Sterling’s 10-day historical volatility, which tracks its rate of change against the dollar over the last 10 days of trading, fell to its lowest level in more than a year on Thursday.

The rapid fall emphasises how muted the currency’s movements have been since Theresa May outlined her priorities for Brexit negotiations last month.

Despite some temporary swings, the pound has ended the day between 1.2450 and 1.2550 every day since the start of the month. Economic data, such as Tuesday’s lower-than-expected inflation figures, did little to move sterling beyond its recent trading range, despite raising doubts about the chances of an interest-rate risein the near future.

Options traders, meanwhile, aren’t signalling much chance of a change in the coming weeks.

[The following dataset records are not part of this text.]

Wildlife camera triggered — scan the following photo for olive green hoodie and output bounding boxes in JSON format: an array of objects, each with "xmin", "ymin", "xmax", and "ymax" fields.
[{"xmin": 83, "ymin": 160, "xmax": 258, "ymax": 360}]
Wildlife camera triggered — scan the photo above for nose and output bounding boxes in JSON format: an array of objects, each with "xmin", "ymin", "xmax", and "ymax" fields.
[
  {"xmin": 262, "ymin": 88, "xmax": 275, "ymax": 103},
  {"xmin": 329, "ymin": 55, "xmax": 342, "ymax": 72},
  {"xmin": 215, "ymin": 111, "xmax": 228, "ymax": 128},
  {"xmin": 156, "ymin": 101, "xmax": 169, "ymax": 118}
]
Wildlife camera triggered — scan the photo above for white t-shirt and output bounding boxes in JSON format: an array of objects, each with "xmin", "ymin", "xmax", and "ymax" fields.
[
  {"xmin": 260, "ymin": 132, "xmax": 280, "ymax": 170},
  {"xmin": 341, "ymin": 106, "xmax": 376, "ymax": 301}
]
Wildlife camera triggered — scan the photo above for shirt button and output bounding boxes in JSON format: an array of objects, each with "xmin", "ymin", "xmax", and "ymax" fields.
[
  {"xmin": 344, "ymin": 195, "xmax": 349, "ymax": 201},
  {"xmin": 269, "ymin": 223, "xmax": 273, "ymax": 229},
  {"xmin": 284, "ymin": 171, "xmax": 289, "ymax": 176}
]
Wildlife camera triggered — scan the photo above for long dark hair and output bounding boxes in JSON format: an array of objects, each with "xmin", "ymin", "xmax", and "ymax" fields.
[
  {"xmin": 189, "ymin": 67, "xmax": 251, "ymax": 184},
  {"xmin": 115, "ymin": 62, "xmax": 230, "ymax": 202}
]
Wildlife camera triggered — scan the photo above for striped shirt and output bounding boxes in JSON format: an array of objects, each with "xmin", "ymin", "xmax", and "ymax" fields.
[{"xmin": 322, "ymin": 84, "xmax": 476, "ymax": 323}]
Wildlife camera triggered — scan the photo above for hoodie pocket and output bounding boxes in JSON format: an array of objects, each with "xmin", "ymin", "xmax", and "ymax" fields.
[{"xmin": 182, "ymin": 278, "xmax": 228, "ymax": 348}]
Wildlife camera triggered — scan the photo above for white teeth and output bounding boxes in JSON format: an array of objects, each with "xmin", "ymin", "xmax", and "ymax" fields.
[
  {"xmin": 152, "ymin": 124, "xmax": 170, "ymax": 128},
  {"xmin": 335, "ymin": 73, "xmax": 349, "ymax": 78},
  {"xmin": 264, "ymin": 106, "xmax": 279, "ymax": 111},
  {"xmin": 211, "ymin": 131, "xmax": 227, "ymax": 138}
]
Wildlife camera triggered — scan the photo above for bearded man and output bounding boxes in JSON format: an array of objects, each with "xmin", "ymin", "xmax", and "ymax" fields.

On Wednesday, both one-week and one-month implied volatility, which measure demand for options to hedge against big currency swings over a set period, hit their lowest levels since September, after spiking in the run-up to Mrs May’s speech. Lower implied volatility reflects lower expectations of currency movements over the coming period.

Viraj Patel, foreign exchange strategist at ING, attributed the recent calm to the fact that “sterling hates uncertainty”. He said the currency has benefited from the increased clarity on the government’s negotiating stance and the apparent likelihood that the UK and EU will agree some sort of transitional arrangement to prevent a “cliff-edge” of vanishing access to markets on the day the UK leaves the EU.

While he believes a return to the volatility spikes seen over the last few months is unlikely, that doesn’t mean the currency is out of the woods completely.

Mr Patel added:

Will this [calm] continue? Our base case is no. We’re not expecting a sharp decline, but there will be an orderly adjustment towards a cyclical low around $1.15, or at least below $1.20.